Tâmara Lis Reis Umbelino – Doutora em Sociologia, jornalista e professora dos cursos de Comunicação da Estácio
Olhando para o campo de concentração da janela do navio negreiro. Ainda é assim que muita gente se coloca para falar de discriminação, reparação histórica e injustiças sociais. Essa imagem me veio à cabeça ao assistir à transmissão de abertura dos Jogos Olímpicos de Tóquio e acompanhar o narrador emocionado falando sobre a relação entre Japão e China por conta das atrocidades cometidas durante a Segunda Guerra Mundial.
Na tentativa de fazer com que os telespectadores entendessem a gravidade das violências cometidas na batalha entre os dois países, o locutor recorre, pasmem, ao holocausto nazista. Como se não tivéssemos exemplos suficientes dentro de casa.

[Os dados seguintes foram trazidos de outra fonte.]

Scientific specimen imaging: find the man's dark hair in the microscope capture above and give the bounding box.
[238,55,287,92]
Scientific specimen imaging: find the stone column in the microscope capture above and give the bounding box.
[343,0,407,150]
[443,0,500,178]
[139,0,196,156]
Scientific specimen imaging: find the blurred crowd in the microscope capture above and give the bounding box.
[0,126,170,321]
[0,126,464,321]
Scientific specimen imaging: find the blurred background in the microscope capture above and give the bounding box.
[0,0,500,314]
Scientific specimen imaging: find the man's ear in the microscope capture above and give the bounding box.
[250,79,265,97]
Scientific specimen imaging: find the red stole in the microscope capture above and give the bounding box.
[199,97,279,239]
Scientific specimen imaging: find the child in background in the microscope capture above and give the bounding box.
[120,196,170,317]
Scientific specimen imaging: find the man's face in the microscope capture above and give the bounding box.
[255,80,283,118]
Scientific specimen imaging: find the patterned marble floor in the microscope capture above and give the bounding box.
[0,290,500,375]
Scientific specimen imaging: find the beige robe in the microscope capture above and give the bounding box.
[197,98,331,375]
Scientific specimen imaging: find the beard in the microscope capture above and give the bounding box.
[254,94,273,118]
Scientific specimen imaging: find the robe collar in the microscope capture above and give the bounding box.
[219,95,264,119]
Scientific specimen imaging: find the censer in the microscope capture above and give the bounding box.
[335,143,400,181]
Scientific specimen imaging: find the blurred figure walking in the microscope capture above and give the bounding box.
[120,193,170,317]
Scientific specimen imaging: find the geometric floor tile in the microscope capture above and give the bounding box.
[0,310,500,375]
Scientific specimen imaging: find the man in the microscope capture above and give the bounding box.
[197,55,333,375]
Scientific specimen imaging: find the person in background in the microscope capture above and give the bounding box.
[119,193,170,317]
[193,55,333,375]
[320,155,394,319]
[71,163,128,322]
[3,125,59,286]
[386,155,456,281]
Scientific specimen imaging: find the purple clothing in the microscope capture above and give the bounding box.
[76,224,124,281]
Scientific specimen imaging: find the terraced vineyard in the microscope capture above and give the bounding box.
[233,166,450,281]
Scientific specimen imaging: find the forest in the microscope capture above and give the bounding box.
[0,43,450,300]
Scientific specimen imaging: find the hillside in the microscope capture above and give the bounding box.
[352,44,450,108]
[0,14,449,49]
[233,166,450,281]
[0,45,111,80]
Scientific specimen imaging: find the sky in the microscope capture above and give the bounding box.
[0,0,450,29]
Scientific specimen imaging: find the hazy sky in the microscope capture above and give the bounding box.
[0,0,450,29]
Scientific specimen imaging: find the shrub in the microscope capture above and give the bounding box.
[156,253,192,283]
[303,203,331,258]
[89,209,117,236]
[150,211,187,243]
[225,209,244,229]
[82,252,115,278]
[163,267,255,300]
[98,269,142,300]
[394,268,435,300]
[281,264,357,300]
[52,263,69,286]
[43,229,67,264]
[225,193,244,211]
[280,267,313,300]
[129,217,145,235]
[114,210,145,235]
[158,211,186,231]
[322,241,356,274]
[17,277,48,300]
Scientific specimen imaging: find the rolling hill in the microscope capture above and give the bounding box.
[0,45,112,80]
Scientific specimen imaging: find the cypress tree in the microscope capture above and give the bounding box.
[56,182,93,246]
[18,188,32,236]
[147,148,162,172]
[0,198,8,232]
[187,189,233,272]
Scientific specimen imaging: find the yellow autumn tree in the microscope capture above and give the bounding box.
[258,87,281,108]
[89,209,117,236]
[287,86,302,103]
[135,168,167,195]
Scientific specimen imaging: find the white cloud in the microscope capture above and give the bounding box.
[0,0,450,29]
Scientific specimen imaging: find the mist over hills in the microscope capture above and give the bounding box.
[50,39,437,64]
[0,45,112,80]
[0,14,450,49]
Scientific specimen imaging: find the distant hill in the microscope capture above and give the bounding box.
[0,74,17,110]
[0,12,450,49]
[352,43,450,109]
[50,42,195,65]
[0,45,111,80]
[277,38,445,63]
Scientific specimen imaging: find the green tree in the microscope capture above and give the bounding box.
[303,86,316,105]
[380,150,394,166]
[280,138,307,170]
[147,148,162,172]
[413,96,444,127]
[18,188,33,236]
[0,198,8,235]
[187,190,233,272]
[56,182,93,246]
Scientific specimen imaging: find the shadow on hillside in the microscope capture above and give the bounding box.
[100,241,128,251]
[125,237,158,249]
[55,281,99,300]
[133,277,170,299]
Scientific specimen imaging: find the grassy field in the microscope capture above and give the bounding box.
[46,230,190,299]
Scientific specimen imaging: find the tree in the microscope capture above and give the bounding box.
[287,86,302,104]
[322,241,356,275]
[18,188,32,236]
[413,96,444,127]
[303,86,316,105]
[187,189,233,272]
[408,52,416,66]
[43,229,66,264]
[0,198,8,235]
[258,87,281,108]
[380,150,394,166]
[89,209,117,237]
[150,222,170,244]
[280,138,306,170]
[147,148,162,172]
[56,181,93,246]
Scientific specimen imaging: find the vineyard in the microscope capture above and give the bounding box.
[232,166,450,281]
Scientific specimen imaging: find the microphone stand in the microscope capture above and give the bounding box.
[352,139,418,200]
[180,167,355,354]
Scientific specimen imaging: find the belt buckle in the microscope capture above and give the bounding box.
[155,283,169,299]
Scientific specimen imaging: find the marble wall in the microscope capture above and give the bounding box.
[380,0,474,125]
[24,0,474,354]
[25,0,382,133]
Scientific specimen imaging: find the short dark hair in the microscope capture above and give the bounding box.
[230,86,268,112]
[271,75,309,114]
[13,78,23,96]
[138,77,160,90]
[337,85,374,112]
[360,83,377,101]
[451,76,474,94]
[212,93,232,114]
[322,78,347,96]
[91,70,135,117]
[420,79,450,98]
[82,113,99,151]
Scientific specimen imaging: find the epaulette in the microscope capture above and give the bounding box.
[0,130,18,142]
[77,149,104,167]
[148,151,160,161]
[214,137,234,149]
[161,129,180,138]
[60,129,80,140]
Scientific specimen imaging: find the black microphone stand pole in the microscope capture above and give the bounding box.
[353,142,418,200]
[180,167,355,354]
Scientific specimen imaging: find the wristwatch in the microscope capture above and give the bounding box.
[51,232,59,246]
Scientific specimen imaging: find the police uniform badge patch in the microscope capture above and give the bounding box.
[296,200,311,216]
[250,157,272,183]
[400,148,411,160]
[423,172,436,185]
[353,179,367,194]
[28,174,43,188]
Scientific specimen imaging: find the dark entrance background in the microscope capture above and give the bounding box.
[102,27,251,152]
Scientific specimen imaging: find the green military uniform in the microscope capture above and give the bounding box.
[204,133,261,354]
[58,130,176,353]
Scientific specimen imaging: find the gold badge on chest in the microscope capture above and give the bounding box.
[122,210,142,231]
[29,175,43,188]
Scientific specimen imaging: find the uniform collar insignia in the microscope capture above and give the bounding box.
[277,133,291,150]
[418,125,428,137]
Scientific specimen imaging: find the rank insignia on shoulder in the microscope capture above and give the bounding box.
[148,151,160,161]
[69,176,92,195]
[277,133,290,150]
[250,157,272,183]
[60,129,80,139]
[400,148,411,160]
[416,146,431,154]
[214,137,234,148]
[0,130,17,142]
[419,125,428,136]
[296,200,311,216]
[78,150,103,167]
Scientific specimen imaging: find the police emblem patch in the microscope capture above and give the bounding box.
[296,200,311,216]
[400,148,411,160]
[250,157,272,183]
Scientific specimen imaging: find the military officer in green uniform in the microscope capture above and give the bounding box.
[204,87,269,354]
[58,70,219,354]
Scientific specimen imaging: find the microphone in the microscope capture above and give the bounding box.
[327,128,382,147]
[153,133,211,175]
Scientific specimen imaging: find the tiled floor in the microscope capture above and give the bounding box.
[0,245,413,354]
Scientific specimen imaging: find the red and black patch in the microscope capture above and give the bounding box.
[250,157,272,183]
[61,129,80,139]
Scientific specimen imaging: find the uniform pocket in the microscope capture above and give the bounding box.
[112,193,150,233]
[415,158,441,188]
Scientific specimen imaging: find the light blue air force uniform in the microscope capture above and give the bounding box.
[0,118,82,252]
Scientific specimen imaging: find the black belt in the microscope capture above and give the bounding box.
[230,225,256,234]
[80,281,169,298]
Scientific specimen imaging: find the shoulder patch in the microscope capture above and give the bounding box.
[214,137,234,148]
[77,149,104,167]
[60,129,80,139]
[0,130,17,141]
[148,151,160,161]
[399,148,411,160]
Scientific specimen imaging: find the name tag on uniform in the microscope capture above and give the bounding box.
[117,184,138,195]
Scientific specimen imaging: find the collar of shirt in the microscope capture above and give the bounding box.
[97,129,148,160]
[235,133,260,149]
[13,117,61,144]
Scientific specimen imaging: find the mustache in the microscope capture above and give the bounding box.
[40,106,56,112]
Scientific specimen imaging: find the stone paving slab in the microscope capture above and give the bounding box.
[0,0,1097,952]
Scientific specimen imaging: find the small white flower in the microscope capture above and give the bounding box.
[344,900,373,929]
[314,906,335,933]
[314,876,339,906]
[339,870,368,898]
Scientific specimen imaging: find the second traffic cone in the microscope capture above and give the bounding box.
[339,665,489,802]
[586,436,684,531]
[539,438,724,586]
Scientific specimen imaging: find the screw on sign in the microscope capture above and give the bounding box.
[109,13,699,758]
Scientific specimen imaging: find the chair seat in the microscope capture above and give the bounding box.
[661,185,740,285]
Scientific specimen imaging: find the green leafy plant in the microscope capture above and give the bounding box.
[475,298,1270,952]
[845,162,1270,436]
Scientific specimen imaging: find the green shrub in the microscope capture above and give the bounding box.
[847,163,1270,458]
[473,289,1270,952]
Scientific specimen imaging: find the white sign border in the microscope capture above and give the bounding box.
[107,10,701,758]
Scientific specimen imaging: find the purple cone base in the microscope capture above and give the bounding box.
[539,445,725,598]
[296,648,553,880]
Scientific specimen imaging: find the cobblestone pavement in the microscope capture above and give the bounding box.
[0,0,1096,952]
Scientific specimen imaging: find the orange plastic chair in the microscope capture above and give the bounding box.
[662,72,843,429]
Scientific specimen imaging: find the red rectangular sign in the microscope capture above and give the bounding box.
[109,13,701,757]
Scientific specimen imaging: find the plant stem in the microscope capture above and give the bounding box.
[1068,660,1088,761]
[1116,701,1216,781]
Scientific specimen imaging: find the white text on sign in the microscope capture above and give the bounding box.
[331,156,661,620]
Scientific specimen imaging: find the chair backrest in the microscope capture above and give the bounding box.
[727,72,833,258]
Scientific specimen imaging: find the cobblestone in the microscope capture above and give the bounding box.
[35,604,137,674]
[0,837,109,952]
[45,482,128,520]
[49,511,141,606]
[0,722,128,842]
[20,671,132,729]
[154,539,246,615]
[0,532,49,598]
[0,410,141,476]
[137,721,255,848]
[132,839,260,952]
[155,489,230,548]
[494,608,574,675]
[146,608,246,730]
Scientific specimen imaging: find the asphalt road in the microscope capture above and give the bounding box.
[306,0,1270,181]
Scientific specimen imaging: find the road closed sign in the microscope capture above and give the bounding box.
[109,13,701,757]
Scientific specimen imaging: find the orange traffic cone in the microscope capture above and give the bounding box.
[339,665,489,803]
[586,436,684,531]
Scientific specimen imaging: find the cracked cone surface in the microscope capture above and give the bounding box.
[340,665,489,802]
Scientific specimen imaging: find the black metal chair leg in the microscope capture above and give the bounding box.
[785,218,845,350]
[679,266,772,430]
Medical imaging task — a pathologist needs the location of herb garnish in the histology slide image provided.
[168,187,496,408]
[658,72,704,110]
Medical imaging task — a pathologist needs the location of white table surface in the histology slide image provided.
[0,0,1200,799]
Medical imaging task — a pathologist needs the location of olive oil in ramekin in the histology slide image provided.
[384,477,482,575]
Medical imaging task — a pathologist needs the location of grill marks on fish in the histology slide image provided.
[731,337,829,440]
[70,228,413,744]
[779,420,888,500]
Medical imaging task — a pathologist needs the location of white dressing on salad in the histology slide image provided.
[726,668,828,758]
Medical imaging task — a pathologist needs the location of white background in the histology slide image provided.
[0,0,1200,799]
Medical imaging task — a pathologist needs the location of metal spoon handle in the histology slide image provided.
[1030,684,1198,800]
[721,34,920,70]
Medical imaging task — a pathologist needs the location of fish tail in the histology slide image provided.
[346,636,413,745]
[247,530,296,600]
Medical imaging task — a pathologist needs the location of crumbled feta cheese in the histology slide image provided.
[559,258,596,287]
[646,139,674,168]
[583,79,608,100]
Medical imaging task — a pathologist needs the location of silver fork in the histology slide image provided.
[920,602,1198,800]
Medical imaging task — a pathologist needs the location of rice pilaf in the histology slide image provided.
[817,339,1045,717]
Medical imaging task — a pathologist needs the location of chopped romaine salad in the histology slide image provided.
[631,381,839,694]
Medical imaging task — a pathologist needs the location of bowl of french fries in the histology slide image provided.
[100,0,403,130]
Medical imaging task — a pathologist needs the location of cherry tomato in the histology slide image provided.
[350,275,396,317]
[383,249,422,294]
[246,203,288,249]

Eu me pego pensando e resmungando em voz alta: qual a razão de um brasileiro, morador do último país do Ocidente a abolir a escravidão e que, ainda se utilizando do racismo estrutural, mantém grande parte da população em situação de extrema miséria e adoecimento emocional, ir buscar exemplos de desumanidade em campos de concentração?
Não é preciso sair de casa. Basta entrar no quarto relegado à empregada doméstica ou, como definiu a historiadora, rapper e ex-empregada doméstica Joyce da Silva Fernandes (Preta Rara), “a senzala moderna”. Lá, entre caixas vazias de eletrodomésticos, paredes frias de azulejos e a minúscula janela que não é possível abrir, reside um exemplo mais próximo de cada um de nós.
Para citar a importância das mulheres nos Jogos, o narrador e os comentaristas, com as vozes embargadas, lamentam, consternados, e com toda a razão, a história das “mulheres de conforto” trazidas da Coreia do Sul, China e Filipinas para se prostituírem, de forma involuntária, em bordéis para militares japoneses durante a guerra. Perderam a oportunidade de destacar também o histórico de horrores vivenciado pelas escravizadas africanas no Brasil, como documentou o escritor Laurentino Gomes, em “Escravidão – Do primeiro leilão de cativos em Portugal até a morte de Zumbi dos Palmares”, submetidas a estupros diários.
O locutor decreta: “Essa situação entre Japão e Coreia não tem solução porque é algo que não é possível perdoar”. Mas me imagino o que ouviria uma mulher negra durante essa transmissão dizendo que é impossível perdoar o que foi feito a cada um de nós durante o período escravagista no Brasil. Que é impensável relevar que foram tantos os milhares de escravizados doentes jogados vivos ao mar que os Navios Negreiros foram os responsáveis por mudar a rota dos tubarões no Atlântico.
Até quando teremos o cinismo de apontar nos outros as mazelas que não reconhecemos em nós? Até quando teremos a covardia de olhar para nossas próprias feridas e admitir a urgência em cuidar delas?
Temos ouvido que essa é uma Olimpíada diferente, mais inclusiva. Acompanhamos os bastidores pelo olhar de Douglas Sousa, o primeiro jogador assumidamente homossexual, que ganhou milhões de seguidores quase instantaneamente e vem sendo aprovado por grande parte dos internautas, vimos Simone Biles abrir mão do posto de favorita na competição para cuidar de sua saúde mental (ainda tabu para grande parte das pessoas) e vibramos com Rebeca Andrade, ao som de Baile de Favela, se consagrar como a primeira brasileira na ginástica artística feminina a subir ao pódio olímpico. É muito, sem dúvida!
Mas ainda falta! Falta termos coragem de olhar para dentro. Reconhecer o Navio Negreiro no qual ainda vivemos e nossa parcela de responsabilidade nas desigualdades que nos cercam. Quem sabe assim, na próxima vez que tivermos a necessidade de explicar para alguém o cruel processo de escravização, extermínio, exclusão, racismos, preconceitos, estupros, fome e adoecimento mental tenhamos a coragem de nos usar como um exemplo, a não ser seguido.